Salah satu dampak nyata dari ketidakseimbangan gender adalah krisis maskulinitas. Dalam masyarakat kita, pria masih dibebani oleh ekspektasi untuk menjadi kuat, tegas, dan dominan. Mereka diajarkan sejak kecil bahwa menangis adalah tanda kelemahan, bahwa mereka harus menjadi tulang punggung keluarga, dan bahwa keberhasilan mereka diukur dari seberapa besar mereka "mengontrol" dunia di sekitar mereka.

Namun, dunia telah berubah. Banyak pria kini menghadapi situasi di mana mereka kehilangan peran tradisionalnya. Wanita yang semakin independen dan mendominasi ruang-ruang sosial membuat pria terjebak dalam kebingungan: jika mereka tetap mempertahankan peran tradisional, mereka dianggap kuno; jika mereka melepasnya, mereka kehilangan identitas. Ini bukan soal kompetisi antara pria dan wanita, tetapi soal kegagalan kita sebagai masyarakat untuk menawarkan definisi gender yang lebih inklusif dan adaptif.

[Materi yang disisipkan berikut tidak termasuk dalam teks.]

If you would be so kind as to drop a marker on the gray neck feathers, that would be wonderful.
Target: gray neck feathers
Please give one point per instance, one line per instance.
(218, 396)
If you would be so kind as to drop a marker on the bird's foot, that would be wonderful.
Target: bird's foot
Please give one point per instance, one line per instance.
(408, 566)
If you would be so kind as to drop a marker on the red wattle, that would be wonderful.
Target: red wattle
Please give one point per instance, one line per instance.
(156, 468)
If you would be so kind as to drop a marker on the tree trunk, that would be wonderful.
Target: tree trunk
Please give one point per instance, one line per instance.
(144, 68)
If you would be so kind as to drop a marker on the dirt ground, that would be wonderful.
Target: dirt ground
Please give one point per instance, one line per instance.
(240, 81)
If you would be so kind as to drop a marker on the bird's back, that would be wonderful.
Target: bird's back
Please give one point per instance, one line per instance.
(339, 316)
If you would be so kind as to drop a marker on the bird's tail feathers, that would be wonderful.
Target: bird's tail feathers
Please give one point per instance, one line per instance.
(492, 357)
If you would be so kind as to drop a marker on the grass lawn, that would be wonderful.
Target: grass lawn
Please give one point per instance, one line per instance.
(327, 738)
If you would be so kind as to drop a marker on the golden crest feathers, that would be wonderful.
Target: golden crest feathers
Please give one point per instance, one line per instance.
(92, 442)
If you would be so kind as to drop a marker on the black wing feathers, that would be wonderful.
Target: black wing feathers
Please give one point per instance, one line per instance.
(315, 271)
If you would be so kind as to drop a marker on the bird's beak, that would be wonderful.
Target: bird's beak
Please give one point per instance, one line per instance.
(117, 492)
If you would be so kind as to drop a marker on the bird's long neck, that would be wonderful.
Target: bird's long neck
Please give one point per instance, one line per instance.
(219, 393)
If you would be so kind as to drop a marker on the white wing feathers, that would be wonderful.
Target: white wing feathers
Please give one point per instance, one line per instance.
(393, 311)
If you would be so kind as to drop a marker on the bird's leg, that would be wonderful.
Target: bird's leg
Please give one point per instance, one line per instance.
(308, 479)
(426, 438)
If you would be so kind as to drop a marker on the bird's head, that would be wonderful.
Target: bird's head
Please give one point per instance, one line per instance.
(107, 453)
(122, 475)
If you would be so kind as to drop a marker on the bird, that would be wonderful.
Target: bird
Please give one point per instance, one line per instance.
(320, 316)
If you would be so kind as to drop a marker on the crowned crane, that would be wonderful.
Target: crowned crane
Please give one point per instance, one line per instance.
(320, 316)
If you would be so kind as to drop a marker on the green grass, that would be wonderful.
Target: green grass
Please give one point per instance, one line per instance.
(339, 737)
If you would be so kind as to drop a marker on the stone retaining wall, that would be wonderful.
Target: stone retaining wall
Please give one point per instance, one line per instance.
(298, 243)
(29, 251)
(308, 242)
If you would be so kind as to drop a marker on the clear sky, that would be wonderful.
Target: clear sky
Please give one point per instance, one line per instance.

Kekerasan Terhadap Pria: Fakta yang Diabaikan

Berbicara tentang kekerasan berbasis gender, kita sering kali hanya memikirkan wanita sebagai korban. Padahal, pria juga mengalami kekerasan, baik fisik, psikologis, maupun ekonomi. Namun, karena stigma sosial, kasus kekerasan terhadap pria sering kali tidak dilaporkan. Pria yang mengalami kekerasan domestik, misalnya, cenderung bungkam karena takut dianggap lemah atau dihina.

Selain itu, sistem hukum kita pun belum sepenuhnya inklusif. Banyak pria yang merasa tidak mendapatkan perlindungan yang sama ketika mereka menjadi korban kekerasan. Ironisnya, dalam perjuangan gender yang begitu lantang, penderitaan pria masih dipandang sebelah mata.

Wacana Gender yang Lebih Holistik

Sudah saatnya kita mereformasi cara kita memandang gender. Gender bukan hanya soal kesetaraan, tetapi juga soal keadilan dan keseimbangan. Wanita memang masih membutuhkan dukungan dalam banyak hal, tetapi pria juga harus dilibatkan dalam percakapan ini. Sebuah wacana gender yang holistik harus mencakup:

1. Edukasi yang Seimbang: Pendidikan tentang gender harus mencakup isu yang dihadapi pria, seperti maskulinitas toksik, tekanan sosial, dan kekerasan berbasis gender yang menargetkan mereka.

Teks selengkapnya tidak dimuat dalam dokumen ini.